In 1999, the model 550 Pegasus was the first Ten-Tec DSP transceiver to be released, but not the first designed.
The first DSP transceiver we had developed was the model TX-590. We began development in 1995 and had locked down the design by mid 1996. It was around that time that Kenwood released their TS-870S, which coincidentally had a similar architecture. However, we saw the feedback on the TS-870S and understood that it would be risky to launch a similar product that would potentially have similar issues and similar poor acceptance in the marketplace. Time to redesign and upgrade both the RF hardware and the DSP firmware.
In 1997, as we pursued a redesign of the TX-590, Ten-Tec cofounder Al Kahn, then 90 years old, proposed a PC based transceiver based off the the RX-320. It was one of those ideas that just took off and came together very quickly. By 1998 the Model 550 was born and I was happy to have provided the name Pegasus.

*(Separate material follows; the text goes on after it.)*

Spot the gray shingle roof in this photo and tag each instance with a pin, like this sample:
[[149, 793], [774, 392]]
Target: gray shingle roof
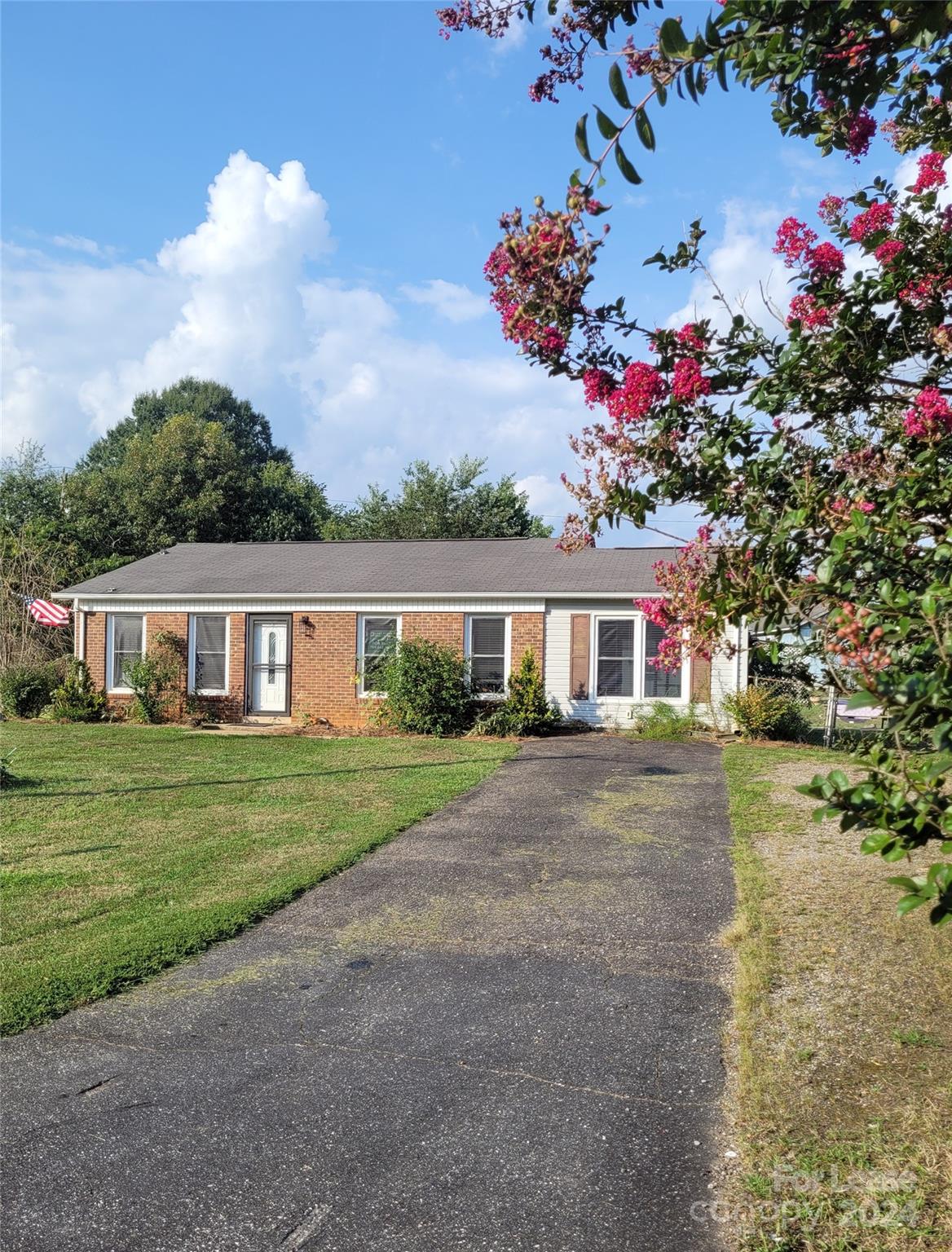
[[436, 567]]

Unlike previous products, where upgrades required a chip change, the Pegasus was FLASH based and was updated by using a Ten-Tec provided app and downloading new firmware. It would be the first FLASH based, remotely upgradable radio in the Amateur radio market. Afterwards, all future Ten-Tec products would be FLASH based and field upgradable, where possible.
Another product, the TX-531 sprang from the Pegasus and was designed to customer specifications to be rack mounted and became part of their automatic test systems.